Last month, Germany's defense minister announced a spending plan that would've seemed impossible just five years ago: €100 billion for new weapons, fighter jets, and military infrastructure. Japan, meanwhile, just passed a budget that doubles its defense spending to 2% of GDP—the highest since World War II. Neither country is making a spectacle of it. Both are acting like this is just... what you do now.
Here's what's actually happening: two countries that were literally enemies 80 years ago are rearming at the same time, in the same direction, against the same threats. Germany's worried about Russia breathing down its neck. Japan's watching China militarize the South China Sea. And they're both realizing they need each other in ways nobody quite anticipated when the postwar order got sketched out.
The genuinely bizarre part? Most people just accept it now. After Russia invaded Ukraine, Germany's pacifism—embedded in its constitution and national identity since 1945—didn't gradually fade. It vanished. One speech from the chancellor, and suddenly a country that had spent 75 years saying "never again will we build up a massive military" was cutting a check for €100 billion like it was obvious (and yes, that actually happened). Japan faced something comparable when North Korea kept testing missiles that could reach Tokyo. You've got to wonder how many times you can tell your population "we're fine, everything's fine" before they just stop buying it.

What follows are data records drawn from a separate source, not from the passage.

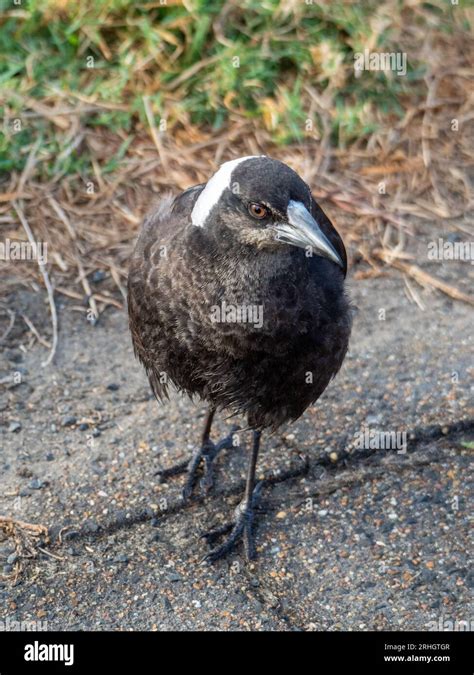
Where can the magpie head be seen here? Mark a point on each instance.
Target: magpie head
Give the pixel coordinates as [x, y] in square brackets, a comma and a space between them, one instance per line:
[261, 202]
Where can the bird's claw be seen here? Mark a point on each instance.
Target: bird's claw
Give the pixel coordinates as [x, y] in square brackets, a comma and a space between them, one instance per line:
[206, 455]
[240, 528]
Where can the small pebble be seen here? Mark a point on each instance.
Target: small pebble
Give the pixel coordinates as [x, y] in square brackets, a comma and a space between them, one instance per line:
[69, 421]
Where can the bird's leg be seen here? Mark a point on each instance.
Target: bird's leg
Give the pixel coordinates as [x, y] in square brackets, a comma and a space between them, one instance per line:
[242, 525]
[204, 455]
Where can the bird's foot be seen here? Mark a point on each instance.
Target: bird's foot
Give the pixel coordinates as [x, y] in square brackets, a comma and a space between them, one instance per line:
[203, 457]
[240, 528]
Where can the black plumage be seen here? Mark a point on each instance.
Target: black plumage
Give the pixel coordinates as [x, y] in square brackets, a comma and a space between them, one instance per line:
[236, 295]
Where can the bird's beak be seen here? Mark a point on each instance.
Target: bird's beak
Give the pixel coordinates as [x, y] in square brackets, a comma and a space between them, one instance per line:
[303, 231]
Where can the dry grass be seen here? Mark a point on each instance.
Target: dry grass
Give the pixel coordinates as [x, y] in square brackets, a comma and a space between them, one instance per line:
[411, 169]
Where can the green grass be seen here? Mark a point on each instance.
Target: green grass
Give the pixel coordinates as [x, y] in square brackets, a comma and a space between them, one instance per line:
[142, 48]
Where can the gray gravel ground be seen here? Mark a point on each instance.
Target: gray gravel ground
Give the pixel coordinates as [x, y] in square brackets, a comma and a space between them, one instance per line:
[351, 538]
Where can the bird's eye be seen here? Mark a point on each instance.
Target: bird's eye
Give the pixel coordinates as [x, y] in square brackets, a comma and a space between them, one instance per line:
[257, 211]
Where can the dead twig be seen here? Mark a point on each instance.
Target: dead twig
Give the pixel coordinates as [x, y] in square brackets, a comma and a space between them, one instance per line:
[47, 283]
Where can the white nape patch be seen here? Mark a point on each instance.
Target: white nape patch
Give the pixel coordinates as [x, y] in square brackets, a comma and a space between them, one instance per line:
[214, 189]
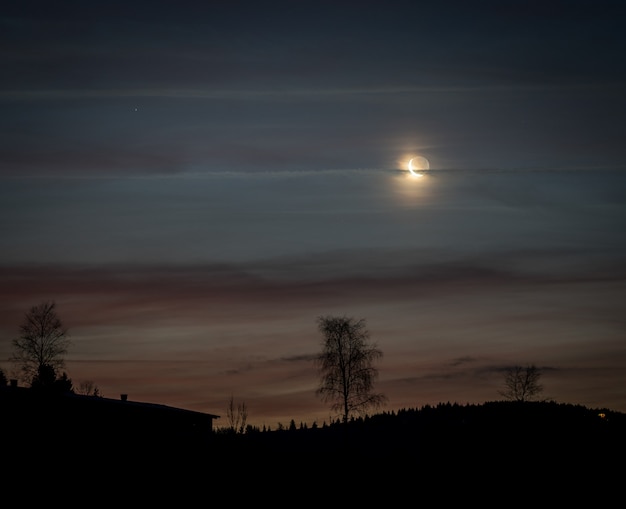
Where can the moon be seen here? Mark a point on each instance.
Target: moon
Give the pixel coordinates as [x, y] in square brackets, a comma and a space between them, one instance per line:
[417, 164]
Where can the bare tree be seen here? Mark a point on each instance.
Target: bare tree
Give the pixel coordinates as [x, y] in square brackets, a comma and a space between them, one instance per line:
[87, 388]
[346, 368]
[522, 383]
[237, 416]
[41, 344]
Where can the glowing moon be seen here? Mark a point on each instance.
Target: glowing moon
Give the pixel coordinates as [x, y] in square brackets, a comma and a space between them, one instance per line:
[417, 164]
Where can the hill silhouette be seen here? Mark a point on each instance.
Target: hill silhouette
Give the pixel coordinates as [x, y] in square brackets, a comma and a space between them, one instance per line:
[525, 447]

The speed is what gets you. Three months, maybe four. That's how long Germany took to go from "we will never rearm" to "we're buying F-35s and modernizing our entire force structure." Japan moved from a military focused almost entirely on passive defense to openly discussing—actually discussing—offensive capabilities. These aren't policy tweaks. They're complete reversals of the entire postwar security architecture that defined both countries for generations.

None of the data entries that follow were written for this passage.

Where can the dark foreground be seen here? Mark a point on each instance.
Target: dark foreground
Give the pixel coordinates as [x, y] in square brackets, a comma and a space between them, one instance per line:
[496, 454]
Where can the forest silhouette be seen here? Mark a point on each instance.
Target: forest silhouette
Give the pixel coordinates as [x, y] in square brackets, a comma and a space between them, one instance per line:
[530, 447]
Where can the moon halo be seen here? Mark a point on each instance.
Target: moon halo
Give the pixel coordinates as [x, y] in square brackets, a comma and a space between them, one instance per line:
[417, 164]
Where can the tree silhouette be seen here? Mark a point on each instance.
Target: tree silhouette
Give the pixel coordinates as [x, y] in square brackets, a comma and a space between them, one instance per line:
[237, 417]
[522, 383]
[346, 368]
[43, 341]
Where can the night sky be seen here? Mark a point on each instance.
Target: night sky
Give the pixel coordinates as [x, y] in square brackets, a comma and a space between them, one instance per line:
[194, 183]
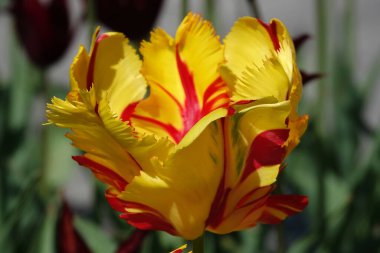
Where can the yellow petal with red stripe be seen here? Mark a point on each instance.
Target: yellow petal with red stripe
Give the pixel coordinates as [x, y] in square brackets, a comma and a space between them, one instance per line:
[184, 80]
[112, 67]
[260, 58]
[176, 189]
[279, 207]
[90, 135]
[254, 150]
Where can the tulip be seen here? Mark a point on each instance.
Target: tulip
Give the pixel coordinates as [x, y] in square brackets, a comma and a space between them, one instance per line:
[134, 18]
[203, 148]
[43, 29]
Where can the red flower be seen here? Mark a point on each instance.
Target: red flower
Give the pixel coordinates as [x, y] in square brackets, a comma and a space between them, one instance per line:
[134, 18]
[43, 29]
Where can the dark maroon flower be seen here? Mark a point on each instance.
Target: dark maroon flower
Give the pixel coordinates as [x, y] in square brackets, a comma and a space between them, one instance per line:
[68, 239]
[43, 28]
[134, 18]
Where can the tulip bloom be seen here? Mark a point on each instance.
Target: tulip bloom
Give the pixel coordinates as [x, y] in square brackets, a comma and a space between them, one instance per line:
[43, 29]
[131, 17]
[192, 137]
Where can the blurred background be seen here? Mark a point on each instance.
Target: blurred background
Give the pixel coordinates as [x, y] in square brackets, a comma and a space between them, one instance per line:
[49, 204]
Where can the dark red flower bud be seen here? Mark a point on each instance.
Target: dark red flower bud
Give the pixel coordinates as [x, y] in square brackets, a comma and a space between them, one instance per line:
[308, 77]
[134, 242]
[134, 18]
[43, 28]
[68, 239]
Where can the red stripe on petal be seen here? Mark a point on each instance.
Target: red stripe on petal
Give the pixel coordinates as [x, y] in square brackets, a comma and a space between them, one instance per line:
[250, 198]
[103, 173]
[170, 95]
[286, 204]
[91, 66]
[116, 203]
[147, 219]
[128, 111]
[266, 149]
[220, 200]
[191, 112]
[272, 31]
[170, 129]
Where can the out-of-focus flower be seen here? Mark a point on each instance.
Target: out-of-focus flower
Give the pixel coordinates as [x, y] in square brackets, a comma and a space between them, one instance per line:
[43, 28]
[134, 243]
[134, 18]
[180, 249]
[197, 152]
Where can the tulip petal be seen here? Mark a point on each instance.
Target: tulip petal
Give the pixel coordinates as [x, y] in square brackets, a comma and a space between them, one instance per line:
[261, 59]
[90, 135]
[278, 207]
[112, 67]
[176, 190]
[184, 80]
[255, 148]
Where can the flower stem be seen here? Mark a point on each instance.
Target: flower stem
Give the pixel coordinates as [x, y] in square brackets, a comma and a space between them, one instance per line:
[198, 244]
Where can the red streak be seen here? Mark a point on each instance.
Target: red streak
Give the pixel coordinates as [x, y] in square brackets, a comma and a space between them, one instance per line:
[91, 66]
[266, 149]
[272, 31]
[170, 129]
[246, 199]
[219, 203]
[128, 111]
[280, 203]
[191, 112]
[170, 95]
[149, 219]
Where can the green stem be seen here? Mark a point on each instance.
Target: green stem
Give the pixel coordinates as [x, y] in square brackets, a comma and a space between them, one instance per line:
[198, 244]
[322, 53]
[321, 7]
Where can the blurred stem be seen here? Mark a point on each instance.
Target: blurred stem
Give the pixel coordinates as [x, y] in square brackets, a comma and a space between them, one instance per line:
[322, 34]
[185, 7]
[91, 17]
[198, 244]
[210, 11]
[255, 9]
[44, 91]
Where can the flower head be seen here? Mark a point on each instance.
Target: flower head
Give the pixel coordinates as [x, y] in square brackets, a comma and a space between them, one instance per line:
[192, 137]
[43, 29]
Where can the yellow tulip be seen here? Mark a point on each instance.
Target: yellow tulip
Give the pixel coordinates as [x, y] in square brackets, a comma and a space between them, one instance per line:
[193, 136]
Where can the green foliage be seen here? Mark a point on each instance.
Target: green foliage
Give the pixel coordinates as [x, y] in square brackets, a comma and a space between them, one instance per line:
[336, 166]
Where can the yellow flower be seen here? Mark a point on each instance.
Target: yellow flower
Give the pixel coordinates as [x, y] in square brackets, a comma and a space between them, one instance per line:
[181, 148]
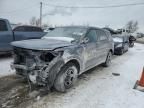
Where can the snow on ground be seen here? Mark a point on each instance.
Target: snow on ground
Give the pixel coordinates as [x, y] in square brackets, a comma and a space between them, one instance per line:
[98, 88]
[5, 66]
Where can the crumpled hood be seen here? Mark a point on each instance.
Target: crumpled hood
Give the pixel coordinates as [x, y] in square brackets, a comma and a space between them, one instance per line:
[41, 44]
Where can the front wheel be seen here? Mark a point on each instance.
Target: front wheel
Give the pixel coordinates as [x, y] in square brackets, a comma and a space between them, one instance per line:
[66, 77]
[108, 59]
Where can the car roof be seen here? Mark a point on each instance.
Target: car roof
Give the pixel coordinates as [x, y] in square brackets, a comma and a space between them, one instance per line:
[87, 27]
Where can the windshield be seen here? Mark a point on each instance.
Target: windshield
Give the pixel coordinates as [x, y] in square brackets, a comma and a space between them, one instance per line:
[118, 39]
[70, 32]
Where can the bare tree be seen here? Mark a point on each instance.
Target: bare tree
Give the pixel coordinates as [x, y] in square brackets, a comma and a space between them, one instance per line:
[34, 21]
[132, 26]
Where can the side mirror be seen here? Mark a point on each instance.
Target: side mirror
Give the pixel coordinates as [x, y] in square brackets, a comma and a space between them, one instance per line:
[85, 40]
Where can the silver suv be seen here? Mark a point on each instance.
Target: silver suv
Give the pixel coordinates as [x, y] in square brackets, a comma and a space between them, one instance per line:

Why? Because the world shifted. Russia invaded. China's military spending is now bigger than everyone else's in the region combined. Neither Berlin nor Tokyo can pretend that's fine anymore.
The real question isn't whether they're rearming—obviously they are. It's whether this actually sticks. Will it hold when Germany has to actually absorb €100 billion in military contracts into its budget while also dealing with inflation and energy costs that won't quit? And Japan's defense debate is where the real tension lives. There's a genuine political fight happening there between people who think this is necessary and people who think it's a betrayal of everything pacifism means. That's when we'll know if this is a genuine shift or just panic spending that gets quietly walked back once the current crisis stops dominating the news cycle.